The headword, evidently extracted from somewhere, is a
masculine adjective in the accusative plural; see LSJ s.v.
ὁλκός, -ή, -όν (
drawing to oneself, attractive), and cf.
omicron 177, and
omicron 178. [There is also a masculine noun,
ὁλκός (
hauling-engine, furrow, track, trail); cf.
omicron 175,
omicron 176, and
omicron 180.]
[1] The gloss, as transmitted, is the present middle/passive participle,
feminine accusative plural form of the verb
ἐφέλκω ,
I draw on, drag behind me, take in tow; see LSJ s.v. The masculine headword is identically glossed, i.e. in the feminine gender, by
Photius' Lexicon,
Lexica Segueriana 316.25, and the Synagoge. The source of this anomaly might be
Hesychius s.v.
ἑλκεσιπέπλους , which gives the gloss
ἐφελκομένας τὸν πέπλον ,
the [sc.

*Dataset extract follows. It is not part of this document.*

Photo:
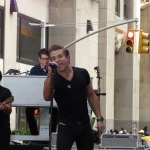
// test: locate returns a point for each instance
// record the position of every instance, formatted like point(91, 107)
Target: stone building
point(119, 70)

Trojan] women dragging robes after themselves; cf.
Homer,
Iliad 6.442 (web address 1), with
scholia similarly glossing the verse, where
Hesychius' lemma, a
masculine and feminine accusative plural form, is first attested. Thus, speculatively, the present passage is the result of later lexicography uncompounding
Hesychius' lemma to
ὁλκούς and inadvertently creating a dissonance of grammatical gender with the gloss.